To its credit, Caltrans has reached out to local governments to assist them in their efforts to alleviate this crisis, initiating a below-market property lease program so local homelessness nonprofits can assist more easily.

California Transportation Secretary Brian Annis said Caltrans is working on ways to “more systematically address” the problem.

In July, Gov. Jerry Brown appointed Caltrans Director Laurie Berman to a statewide commission overseeing homelessness grants and the larger structural housing shortage problem.

While these efforts are laudable, this begs the question: Are we doing enough? There are a lot of suggestions about how to end or minimize homelessness, but the Caltrans experience demonstrates that there are so many other societal and governmental costs incurred when we neglect a comprehensive solution: more costly lawsuits and more danger to improperly or even untrained employees forced to deal with the camps. Those costs add up quickly.

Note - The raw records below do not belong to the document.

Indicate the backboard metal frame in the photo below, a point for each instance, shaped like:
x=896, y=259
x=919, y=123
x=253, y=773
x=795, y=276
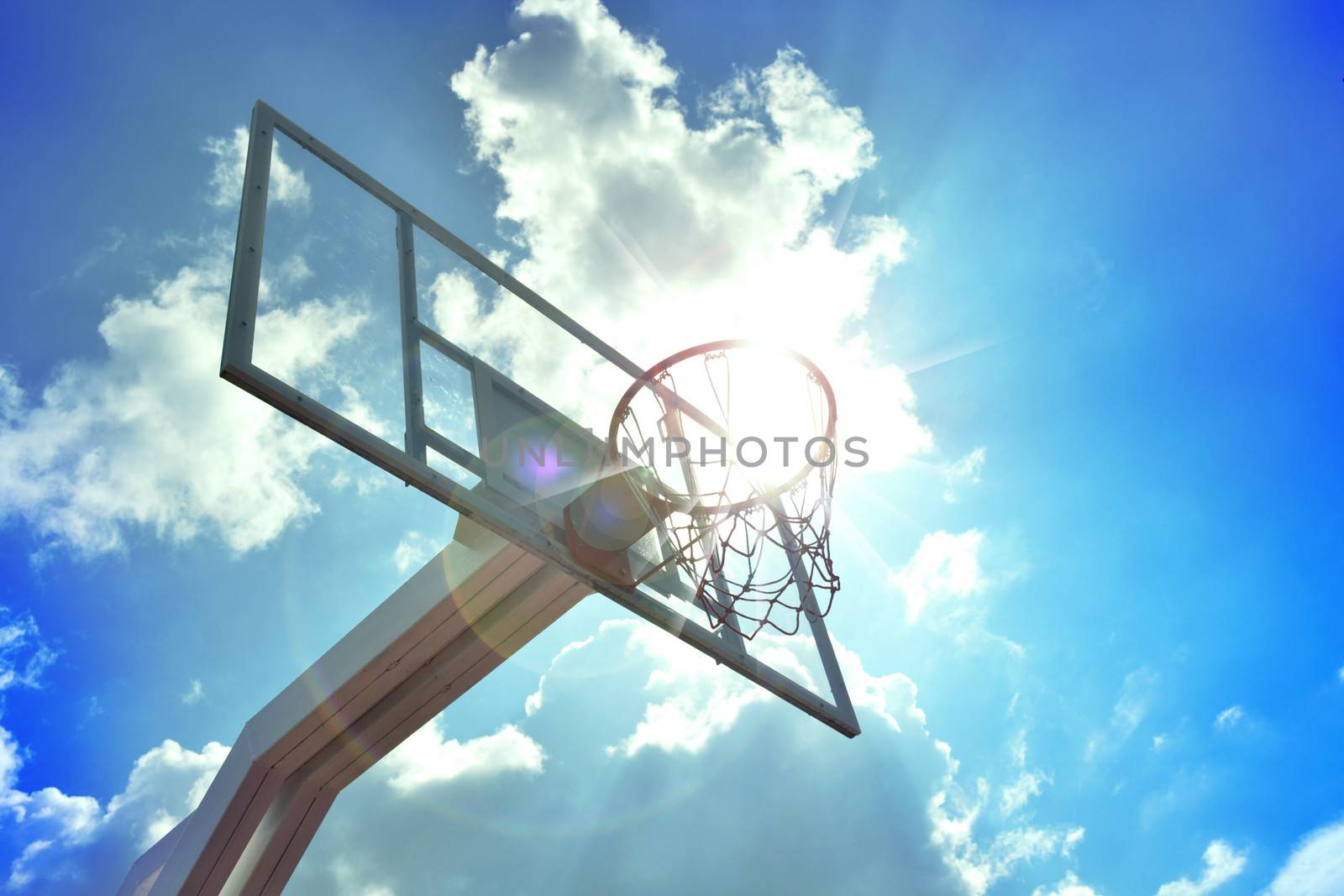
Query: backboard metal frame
x=409, y=464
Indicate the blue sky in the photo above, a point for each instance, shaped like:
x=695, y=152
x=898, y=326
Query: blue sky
x=1115, y=309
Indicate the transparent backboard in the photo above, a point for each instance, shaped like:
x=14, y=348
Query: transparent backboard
x=445, y=371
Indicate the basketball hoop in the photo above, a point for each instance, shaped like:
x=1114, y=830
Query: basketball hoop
x=743, y=517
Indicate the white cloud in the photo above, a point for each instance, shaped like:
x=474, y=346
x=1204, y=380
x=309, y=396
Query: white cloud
x=288, y=186
x=624, y=208
x=1229, y=718
x=24, y=654
x=62, y=832
x=1016, y=794
x=1136, y=694
x=195, y=692
x=413, y=551
x=151, y=437
x=696, y=698
x=1070, y=886
x=944, y=567
x=1316, y=867
x=961, y=474
x=1222, y=864
x=429, y=757
x=692, y=705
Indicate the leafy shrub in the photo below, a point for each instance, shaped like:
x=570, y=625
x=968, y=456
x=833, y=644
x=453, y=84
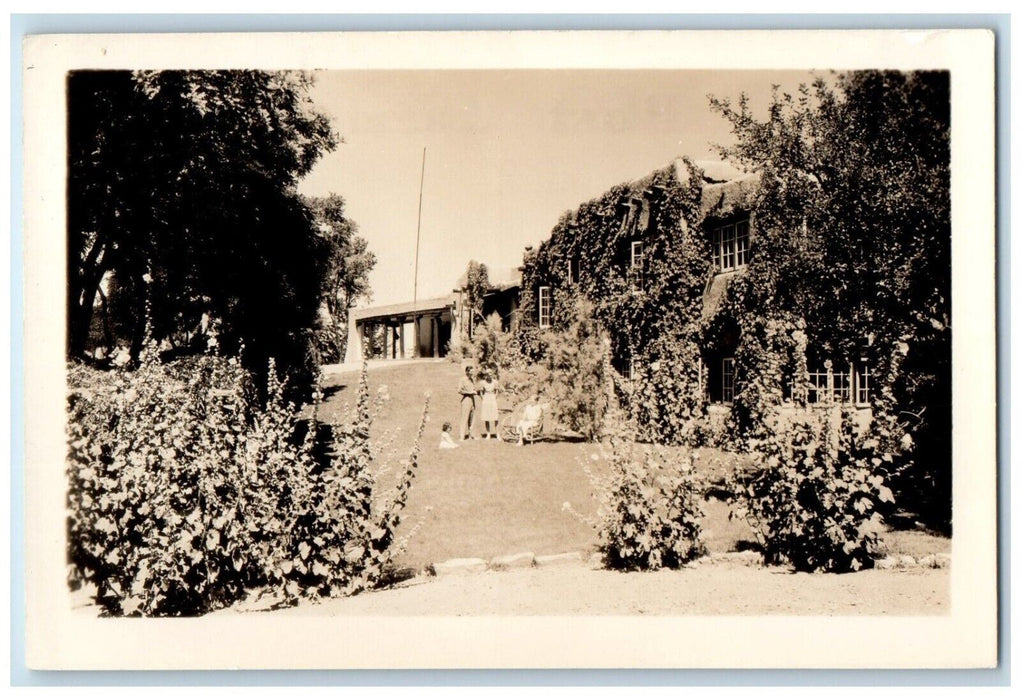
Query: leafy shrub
x=184, y=492
x=650, y=508
x=492, y=348
x=814, y=501
x=651, y=512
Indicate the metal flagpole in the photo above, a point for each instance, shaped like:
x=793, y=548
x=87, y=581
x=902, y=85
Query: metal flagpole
x=418, y=236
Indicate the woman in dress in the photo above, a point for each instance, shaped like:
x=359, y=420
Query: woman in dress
x=490, y=411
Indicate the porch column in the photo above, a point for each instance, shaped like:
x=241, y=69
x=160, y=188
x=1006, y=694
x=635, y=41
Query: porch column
x=354, y=344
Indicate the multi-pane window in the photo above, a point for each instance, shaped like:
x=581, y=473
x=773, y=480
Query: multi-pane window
x=818, y=387
x=730, y=246
x=727, y=379
x=840, y=387
x=741, y=244
x=545, y=306
x=864, y=381
x=637, y=265
x=828, y=386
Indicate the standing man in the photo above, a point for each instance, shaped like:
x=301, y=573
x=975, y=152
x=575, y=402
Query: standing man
x=468, y=394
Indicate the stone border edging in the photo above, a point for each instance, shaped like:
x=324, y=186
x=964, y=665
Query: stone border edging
x=745, y=558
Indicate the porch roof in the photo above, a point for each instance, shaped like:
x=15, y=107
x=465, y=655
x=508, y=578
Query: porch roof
x=421, y=307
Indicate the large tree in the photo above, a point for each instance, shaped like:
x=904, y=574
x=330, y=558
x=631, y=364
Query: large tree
x=348, y=263
x=853, y=236
x=182, y=194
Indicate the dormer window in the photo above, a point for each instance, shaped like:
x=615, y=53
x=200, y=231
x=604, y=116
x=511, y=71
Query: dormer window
x=730, y=246
x=636, y=270
x=545, y=306
x=574, y=269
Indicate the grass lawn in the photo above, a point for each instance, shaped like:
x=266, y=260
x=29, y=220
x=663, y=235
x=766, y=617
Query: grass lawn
x=489, y=498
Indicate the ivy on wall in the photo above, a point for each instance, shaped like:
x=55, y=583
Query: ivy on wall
x=648, y=300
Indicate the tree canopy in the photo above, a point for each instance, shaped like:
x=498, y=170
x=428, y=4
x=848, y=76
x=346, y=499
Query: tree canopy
x=853, y=236
x=347, y=266
x=182, y=194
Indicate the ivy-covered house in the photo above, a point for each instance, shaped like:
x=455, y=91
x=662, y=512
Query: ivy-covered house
x=664, y=260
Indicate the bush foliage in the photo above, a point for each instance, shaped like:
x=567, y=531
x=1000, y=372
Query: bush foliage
x=814, y=496
x=185, y=492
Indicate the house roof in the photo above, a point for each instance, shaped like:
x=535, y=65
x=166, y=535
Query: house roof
x=500, y=279
x=715, y=294
x=721, y=199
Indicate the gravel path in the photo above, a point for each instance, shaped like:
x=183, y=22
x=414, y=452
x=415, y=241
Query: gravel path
x=714, y=589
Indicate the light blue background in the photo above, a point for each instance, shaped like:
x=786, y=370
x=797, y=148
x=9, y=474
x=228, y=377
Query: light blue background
x=23, y=25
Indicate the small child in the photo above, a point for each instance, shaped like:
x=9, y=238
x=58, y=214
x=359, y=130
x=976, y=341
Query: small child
x=446, y=442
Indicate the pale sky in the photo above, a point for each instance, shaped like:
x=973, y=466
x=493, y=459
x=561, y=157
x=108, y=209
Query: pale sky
x=507, y=151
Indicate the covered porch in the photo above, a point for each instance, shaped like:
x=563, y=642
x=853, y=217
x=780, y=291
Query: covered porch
x=422, y=329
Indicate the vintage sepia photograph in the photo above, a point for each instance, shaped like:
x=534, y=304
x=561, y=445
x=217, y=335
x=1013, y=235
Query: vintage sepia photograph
x=566, y=342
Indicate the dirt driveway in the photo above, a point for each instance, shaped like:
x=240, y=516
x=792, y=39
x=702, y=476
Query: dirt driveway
x=713, y=589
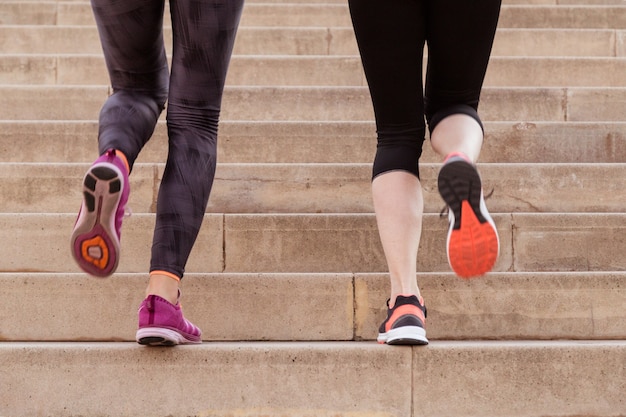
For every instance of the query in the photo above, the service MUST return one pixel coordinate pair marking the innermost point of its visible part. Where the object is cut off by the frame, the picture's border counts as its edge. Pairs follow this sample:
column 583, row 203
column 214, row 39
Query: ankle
column 165, row 285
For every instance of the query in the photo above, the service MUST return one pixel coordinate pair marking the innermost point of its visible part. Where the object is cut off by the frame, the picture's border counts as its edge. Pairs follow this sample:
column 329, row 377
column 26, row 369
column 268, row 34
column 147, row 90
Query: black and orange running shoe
column 405, row 322
column 472, row 243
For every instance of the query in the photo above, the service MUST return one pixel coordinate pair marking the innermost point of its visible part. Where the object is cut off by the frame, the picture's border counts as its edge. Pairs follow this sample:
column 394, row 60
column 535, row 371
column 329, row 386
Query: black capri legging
column 131, row 33
column 391, row 35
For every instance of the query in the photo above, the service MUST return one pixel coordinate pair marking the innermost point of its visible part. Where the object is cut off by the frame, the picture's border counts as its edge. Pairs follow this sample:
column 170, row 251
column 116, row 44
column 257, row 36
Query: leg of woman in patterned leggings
column 391, row 36
column 131, row 33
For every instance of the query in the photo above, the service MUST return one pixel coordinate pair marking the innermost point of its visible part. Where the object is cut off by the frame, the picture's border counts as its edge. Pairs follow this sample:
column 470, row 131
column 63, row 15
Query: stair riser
column 209, row 379
column 321, row 41
column 311, row 15
column 325, row 188
column 328, row 142
column 327, row 71
column 328, row 104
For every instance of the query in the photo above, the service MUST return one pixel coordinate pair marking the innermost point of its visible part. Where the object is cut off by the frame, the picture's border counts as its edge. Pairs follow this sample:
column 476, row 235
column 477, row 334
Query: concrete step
column 321, row 70
column 41, row 39
column 257, row 103
column 298, row 242
column 327, row 15
column 329, row 306
column 314, row 188
column 322, row 142
column 295, row 379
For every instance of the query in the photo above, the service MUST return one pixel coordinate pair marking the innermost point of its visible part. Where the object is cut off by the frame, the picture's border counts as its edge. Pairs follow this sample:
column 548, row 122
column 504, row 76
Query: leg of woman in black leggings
column 391, row 36
column 131, row 33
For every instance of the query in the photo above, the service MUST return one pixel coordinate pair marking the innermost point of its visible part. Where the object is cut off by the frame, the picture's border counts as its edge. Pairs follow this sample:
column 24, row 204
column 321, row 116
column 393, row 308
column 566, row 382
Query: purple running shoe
column 96, row 237
column 161, row 323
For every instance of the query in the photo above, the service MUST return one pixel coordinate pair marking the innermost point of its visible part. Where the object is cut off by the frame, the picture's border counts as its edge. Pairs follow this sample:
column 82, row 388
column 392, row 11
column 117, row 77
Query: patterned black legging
column 391, row 35
column 131, row 33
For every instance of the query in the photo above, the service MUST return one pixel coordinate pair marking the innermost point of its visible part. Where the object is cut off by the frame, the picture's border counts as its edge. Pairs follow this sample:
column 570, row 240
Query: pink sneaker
column 161, row 323
column 96, row 236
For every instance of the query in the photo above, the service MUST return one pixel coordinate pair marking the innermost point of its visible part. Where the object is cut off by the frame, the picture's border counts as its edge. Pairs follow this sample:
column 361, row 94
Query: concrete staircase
column 287, row 279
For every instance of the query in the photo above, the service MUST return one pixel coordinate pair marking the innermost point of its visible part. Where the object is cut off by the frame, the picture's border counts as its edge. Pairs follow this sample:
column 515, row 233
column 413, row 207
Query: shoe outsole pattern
column 95, row 245
column 472, row 243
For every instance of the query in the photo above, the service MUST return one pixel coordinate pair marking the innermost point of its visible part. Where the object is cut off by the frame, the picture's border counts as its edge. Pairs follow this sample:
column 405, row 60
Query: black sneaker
column 405, row 322
column 472, row 243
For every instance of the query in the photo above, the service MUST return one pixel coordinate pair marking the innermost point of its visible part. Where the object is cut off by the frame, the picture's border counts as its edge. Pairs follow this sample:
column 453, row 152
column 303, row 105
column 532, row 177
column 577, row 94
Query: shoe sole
column 95, row 245
column 157, row 336
column 472, row 243
column 405, row 335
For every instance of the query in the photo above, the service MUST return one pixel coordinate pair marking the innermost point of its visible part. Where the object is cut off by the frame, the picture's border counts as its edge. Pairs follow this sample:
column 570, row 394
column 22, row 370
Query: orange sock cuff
column 167, row 274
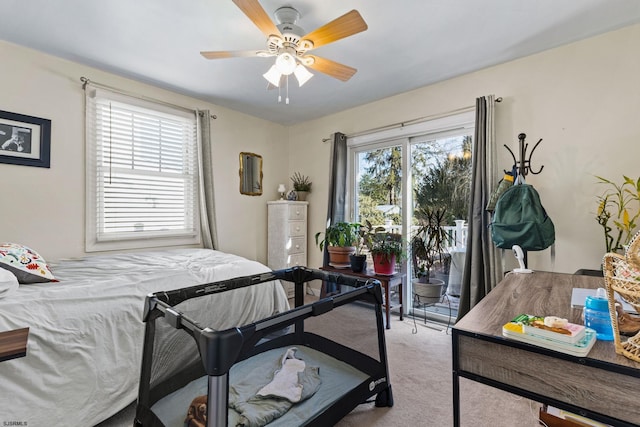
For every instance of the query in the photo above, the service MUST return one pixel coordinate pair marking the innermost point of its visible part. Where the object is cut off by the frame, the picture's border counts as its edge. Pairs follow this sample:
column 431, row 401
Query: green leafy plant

We hope that the next governor and the Legislature act in 2019 to stop forcing Caltrans employees (and other state agencies ) to go beyond their job descriptions.

Cleaning up homelessness isn’t Caltrans’ responsibility. It’s ours.

Editor’s note: this editorial was updated to correct an error. The International Union of Operating Engineers filed a labor complaint, not a lawsuit, over working conditions at the homeless camps.